Epidermal nevus syndrome (ENS), also known as Solomon syndrome, is a rare neurocutaneous disorder defined by mosaicism. Epidermal nevus syndrome may be associated with a variety of systemic findings, several of which have been described in the literature, including but not limited to central nervous system abnormalities and internal malignancies. There is a paucity of reports of patients with both epidermal nevi and papillary transitional cell bladder carcinoma in the literature. We present a rare case of systematized epidermal nevi associated with development of papillary transitional cell bladder carcinoma in a young woman.

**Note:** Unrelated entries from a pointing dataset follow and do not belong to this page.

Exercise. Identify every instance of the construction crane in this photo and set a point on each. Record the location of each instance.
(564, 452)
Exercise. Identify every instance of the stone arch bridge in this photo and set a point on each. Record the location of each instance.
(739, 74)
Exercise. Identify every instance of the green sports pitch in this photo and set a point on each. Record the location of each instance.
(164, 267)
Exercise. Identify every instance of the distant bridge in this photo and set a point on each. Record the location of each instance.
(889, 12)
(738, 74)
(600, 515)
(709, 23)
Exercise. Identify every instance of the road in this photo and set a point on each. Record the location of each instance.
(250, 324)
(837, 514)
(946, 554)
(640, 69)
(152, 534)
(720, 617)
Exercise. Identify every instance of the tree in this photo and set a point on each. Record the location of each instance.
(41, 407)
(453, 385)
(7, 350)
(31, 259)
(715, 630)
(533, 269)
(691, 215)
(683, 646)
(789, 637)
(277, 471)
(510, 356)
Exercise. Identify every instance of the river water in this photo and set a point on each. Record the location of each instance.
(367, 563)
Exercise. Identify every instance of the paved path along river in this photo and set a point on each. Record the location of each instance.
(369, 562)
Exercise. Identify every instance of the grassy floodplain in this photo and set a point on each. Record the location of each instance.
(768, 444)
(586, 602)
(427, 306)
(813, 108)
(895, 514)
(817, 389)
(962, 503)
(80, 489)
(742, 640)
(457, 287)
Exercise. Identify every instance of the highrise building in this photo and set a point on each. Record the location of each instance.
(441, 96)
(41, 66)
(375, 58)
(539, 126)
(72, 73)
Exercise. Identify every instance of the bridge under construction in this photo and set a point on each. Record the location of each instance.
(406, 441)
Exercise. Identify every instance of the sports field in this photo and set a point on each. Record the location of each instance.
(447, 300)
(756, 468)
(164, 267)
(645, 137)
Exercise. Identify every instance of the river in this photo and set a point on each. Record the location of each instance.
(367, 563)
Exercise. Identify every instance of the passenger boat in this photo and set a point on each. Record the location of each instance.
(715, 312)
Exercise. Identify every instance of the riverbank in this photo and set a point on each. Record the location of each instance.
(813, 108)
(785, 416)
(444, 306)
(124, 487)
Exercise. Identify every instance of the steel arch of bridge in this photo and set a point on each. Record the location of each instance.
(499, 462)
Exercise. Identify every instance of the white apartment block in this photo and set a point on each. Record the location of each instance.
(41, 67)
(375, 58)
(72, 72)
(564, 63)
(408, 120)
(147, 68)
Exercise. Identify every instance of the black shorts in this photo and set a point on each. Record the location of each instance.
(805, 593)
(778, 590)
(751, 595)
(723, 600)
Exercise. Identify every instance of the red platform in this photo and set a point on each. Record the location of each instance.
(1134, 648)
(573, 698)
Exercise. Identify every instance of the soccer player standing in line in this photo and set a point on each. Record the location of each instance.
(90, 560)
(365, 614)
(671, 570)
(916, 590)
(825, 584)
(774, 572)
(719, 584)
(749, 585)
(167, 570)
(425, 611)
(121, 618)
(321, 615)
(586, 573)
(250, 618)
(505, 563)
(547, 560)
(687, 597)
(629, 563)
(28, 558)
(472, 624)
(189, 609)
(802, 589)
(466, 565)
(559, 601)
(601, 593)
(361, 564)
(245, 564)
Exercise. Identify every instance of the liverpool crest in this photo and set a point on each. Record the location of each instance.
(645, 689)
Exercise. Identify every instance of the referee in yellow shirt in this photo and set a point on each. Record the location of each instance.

Patients diagnosed with generalized epidermal nevi should have workup for possible associated central nervous system, musculoskeletal, genitourinary abnormalities, and internal malignancies. The association of epidermal nevi and transitional cell bladder carcinoma may be linked to a mutation in the fibroblast growth factor receptor 3 gene, FGFR3, but a clear link has yet to be substantiated and additional molecular studies are needed.
Epidermal nevi can occur in isolation or in association with internal abnormalities. Epidermal nevus syndrome (ENS) is a heterogeneous group of neurocutaneous disorders characterized by mosaicism and epidermal nevi found in association with various systemic abnormalities.1-4 There are many possible associated systemic findings, including abnormalities of the central nervous, musculoskeletal, renal, and hematologic systems. Epidermal nevi have been associated with internal malignancies. We present the case of a patient with epidermal nevi associated with papillary transitional cell bladder carcinoma. According to a PubMed search of articles indexed for MEDLINE using the search terms transitional cell bladder carcinoma and epidermal nevus, there have only been 4 other cases of transitional cell bladder carcinoma and ENS reported in the literature,5-8 2 of which were reports of papillary transitional cell bladder carcinoma.5,6
Case Report
A 29-year-old woman presented to our clinic with a rash that had been present since 3 years of age. The emergency department consulted dermatology for evaluation of what was believed to be contact dermatitis; however, upon questioning the patient, it was revealed that the rash was chronic and persistent.
The rash was nonpruritic and was located on the face, hands (Figure 1), chest, buttocks, thighs, legs, and back (Figure 2). Although asymptomatic, the appearance of the skin caused the patient some emotional distress. As a child she had been evaluated by a dermatologist and a biopsy was performed, but she did not recall the results or have any records. She had been prescribed an oral medication by the dermatologist, but treatment was terminated early due to nausea. The skin lesions did not improve with the short course of treatment.
Figure 1. Hyperpigmented to flesh-colored patches in a blaschkoid distribution on the dorsal aspect of the right hand, along with hyperpigmented to flesh-colored verrucous plaques located on the second and third digits.
Figure 2. Blaschkoid distribution of macular hyperpigmentation on the back.
Eighteen months prior to presentation to our clinic, the patient was discovered to have hematuria on routine examination by her primary care physician. At that time, the patient underwent a workup for hematuria and a mass was discovered in the bladder via cystoscopy. A diagnosis of low-grade papillary transitional cell bladder carcinoma was made, and she underwent a partial cystectomy. No radiation or chemotherapy was required. The remainder of her medical history was only remarkable for asthma, which was well controlled with albuterol. On examination, generalized, hyperpigmented, reticulated patches, macules, and hyperpigmented verrucous plaques were distributed along the Blaschko lines, sparing the face. No limb abnormalities or dental or nail abnormalities were noted. Examination of the axillary and cervical lymph nodes was unremarkable, and no neurological abnormalities were noted. A 3-mm punch biopsy of the mid upper back was performed. Histopathology revealed papillomatous, nonorganoid, nonepidermolytic hyperplasia of the epidermis with elongated rete ridges (Figure 3), which was diagnosed as a nonorganoid nonepidermolytic epidermal nevus.
Figure 3. A 3-mm punch biopsy of the mid upper back showed epidermal papillations and nonepidermolytic hyperkeratosis on low power (A)(H&E, original magnification ×10) and higher power (B)(H&E, original magnification ×40).